An der Weltcup-Bobbahn am Königssee wühlen sich Bagger durch Geröll und Schlamm, beobachtet von fassungslosen Anwohnern. Er habe Fotos von der Zerstörung gesehen, sagt einer. Aber selbst jetzt, wenn man davorstehe, könne man es kaum glauben.

Sturzbach im Keller

Ein paar hundert Meter weiter, in der Schönau: Erdrutsche und Flutwellen haben sich in die Häuser gefressen. Ein Anwohner war schon einmal vor gut 20 Jahren betroffen, aber damals nicht so heftig. Diesmal habe ein Sturzbach die Türen des Kellers regelrecht ausgehebelt, erzählt er. Es sei so plötzlich gekommen, dass eine Vorsorge gar nicht mehr möglich war.

Aufatmen im Krisenstab

Etwa zeitgleich im Landratsamt in Bad Reichenhall: Leichtes Aufatmen. Die Lage entspannt sich langsam. Sprecherin Alexandra Rothenbuchner hat bis zum Nachmittag 537 Einsätze der Rettungskräfte gezählt. Das meiste seien jetzt Aufräumarbeiten, vor allem in Schönau und Bischofswiesen.

500 Einsatzkräfte im Dauereinsatz

Knapp 500 Frauen und Männer waren seit Samstag fast durchgehend im Einsatz, sie wurden unterstützt von rund 100 Bundeswehrsoldaten aus der Kaserne in Bischofswiesen. Um Mitternacht dann endet der Katastrophenfall. Man sehe eine Entspannung der Lage, heißt es zur Begründung vom Landratsamt, die Pegel seien gesunken, auch die Wetterlage habe sich gebessert.

Schulen auf, Gleise dicht

Schulen und Kindertagesstätten haben ab heute wieder regulär geöffnet. Auch die Bewohner mehrerer evakuierter Häuser konnten zurückkehren. Doch von völliger Normalität ist der Talkessel noch weit entfernt: die Bahnstrecke nach Bad Reichenhall: dicht. Die zentrale Bundesstraße zwischen Ramsau, Berchtesgaden und Marktschellenberg: immer wieder nur einspurig befahrbar oder sogar komplett gesperrt.

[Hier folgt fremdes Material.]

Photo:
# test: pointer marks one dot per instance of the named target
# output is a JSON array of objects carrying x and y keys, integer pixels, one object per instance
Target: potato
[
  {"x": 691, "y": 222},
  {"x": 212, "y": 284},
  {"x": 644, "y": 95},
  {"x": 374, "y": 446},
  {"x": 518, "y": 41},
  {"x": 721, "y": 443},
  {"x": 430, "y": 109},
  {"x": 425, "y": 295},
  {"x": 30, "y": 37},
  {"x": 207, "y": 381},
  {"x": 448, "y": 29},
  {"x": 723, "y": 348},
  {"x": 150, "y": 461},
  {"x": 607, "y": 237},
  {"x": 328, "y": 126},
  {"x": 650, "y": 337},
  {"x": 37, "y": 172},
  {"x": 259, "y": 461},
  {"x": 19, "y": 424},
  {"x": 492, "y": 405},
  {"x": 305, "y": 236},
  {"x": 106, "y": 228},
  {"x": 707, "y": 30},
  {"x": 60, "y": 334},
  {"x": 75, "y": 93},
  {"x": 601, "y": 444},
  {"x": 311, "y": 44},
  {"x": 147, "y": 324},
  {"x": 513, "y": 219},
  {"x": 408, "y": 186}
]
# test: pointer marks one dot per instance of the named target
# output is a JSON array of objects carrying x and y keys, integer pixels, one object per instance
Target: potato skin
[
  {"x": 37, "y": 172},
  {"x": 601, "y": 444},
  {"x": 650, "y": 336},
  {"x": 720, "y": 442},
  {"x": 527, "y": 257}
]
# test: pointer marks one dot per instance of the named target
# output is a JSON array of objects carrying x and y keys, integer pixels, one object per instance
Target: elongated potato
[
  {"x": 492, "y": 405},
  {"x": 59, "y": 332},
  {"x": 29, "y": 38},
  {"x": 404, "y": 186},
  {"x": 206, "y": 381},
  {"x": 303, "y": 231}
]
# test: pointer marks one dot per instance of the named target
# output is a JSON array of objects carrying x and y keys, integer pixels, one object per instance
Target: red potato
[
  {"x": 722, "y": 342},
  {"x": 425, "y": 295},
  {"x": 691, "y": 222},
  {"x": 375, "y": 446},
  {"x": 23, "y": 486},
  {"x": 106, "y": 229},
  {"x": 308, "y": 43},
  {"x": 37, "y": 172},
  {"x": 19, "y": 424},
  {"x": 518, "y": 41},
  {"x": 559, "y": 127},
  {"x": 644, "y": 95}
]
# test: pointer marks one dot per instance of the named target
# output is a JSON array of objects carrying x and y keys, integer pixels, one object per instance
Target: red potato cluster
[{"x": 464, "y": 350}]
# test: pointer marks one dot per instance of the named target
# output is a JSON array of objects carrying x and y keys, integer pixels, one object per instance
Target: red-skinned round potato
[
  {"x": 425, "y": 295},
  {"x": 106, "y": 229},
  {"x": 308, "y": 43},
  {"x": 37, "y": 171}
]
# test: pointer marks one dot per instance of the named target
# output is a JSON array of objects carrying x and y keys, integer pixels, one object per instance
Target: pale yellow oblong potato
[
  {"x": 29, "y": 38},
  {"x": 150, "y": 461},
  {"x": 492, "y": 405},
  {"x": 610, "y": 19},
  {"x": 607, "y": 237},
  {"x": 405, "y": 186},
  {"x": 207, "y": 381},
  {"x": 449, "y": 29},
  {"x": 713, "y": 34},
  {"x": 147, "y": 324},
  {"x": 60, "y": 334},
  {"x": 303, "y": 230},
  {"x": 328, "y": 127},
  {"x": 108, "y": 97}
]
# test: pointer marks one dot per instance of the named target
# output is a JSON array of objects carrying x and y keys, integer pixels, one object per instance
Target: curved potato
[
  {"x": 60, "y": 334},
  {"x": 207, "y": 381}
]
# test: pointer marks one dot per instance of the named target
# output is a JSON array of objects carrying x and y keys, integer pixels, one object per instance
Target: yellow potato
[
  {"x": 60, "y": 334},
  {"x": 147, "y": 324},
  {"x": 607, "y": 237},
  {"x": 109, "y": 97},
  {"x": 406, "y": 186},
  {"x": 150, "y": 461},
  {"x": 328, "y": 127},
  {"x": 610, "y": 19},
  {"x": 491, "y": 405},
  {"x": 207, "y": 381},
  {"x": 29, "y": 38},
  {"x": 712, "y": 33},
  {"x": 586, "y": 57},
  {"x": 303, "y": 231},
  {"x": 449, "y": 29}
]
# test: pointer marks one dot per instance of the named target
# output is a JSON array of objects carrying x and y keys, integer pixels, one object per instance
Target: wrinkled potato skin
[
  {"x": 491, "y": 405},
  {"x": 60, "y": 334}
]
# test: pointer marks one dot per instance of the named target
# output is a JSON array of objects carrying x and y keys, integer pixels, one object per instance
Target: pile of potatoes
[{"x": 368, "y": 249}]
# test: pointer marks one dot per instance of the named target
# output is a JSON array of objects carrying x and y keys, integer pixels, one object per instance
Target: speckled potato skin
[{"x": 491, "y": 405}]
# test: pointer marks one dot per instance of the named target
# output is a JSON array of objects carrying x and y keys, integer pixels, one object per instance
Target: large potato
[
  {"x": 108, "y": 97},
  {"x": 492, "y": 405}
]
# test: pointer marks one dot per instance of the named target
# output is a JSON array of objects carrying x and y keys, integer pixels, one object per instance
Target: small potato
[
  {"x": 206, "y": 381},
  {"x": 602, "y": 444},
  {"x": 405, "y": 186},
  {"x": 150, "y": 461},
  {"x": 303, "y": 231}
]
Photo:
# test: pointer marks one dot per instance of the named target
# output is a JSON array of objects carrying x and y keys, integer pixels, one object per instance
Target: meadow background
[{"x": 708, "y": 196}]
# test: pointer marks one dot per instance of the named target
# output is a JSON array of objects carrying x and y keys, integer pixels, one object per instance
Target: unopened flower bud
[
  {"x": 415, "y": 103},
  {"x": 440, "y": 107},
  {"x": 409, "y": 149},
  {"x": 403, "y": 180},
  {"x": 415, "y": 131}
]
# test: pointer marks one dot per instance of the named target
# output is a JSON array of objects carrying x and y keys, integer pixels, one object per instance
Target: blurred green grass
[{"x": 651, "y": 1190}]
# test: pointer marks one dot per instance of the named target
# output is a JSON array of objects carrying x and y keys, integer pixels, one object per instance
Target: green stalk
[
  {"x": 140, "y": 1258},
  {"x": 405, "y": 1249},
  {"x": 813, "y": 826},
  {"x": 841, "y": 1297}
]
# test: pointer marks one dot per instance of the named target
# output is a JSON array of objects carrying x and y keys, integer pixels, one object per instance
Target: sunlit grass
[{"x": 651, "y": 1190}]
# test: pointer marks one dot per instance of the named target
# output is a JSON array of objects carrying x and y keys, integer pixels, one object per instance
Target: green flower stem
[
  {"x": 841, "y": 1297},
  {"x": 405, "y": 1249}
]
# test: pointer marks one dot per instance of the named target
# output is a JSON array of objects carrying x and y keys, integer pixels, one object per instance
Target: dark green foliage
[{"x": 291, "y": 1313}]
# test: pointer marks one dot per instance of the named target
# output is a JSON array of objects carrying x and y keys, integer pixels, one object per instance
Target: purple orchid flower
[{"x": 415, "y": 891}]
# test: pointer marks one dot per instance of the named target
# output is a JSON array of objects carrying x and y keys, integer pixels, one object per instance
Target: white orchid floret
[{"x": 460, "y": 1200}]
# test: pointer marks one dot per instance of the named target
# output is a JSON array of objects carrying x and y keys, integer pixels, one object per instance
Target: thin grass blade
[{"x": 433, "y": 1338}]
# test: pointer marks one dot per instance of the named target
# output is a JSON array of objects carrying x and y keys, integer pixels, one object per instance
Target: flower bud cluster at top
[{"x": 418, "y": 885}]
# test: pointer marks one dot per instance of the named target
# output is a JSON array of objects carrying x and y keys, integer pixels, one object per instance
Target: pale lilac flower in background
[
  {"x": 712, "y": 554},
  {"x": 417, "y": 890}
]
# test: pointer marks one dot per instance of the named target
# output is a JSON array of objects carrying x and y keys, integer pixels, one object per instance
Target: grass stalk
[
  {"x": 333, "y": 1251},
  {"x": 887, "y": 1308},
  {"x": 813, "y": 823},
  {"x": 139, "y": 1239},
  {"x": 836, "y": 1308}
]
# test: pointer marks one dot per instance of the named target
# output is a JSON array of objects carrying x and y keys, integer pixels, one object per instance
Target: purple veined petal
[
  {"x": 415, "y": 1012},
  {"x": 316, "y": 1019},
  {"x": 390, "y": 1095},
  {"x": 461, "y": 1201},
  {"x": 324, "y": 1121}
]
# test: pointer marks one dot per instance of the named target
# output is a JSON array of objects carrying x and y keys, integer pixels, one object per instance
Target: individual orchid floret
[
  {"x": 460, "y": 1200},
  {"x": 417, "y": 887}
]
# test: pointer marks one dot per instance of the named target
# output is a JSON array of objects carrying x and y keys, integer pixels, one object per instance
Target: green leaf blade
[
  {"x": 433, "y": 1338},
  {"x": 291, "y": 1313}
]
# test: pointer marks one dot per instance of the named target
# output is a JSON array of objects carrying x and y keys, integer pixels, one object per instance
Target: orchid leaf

Kostenlose Sperrmüllcontainer

Das Landratsamt stellt in den verschiedenen betroffenen Gemeinden kostenlos Sperrmüllcontainer auf. In Marktschellenberg am Sparkassenplatz, dort dürfen auch defekte Elektrogroßgeräte abgestellt werden. In Berchtesgaden steht ein Sammelbehälter auf dem Bauhof. In Bischofswiesen stehen zwei Container und in Schönau am Königsee nimmt eine Firma am Wertstoffhof Sperrmüll entgegen.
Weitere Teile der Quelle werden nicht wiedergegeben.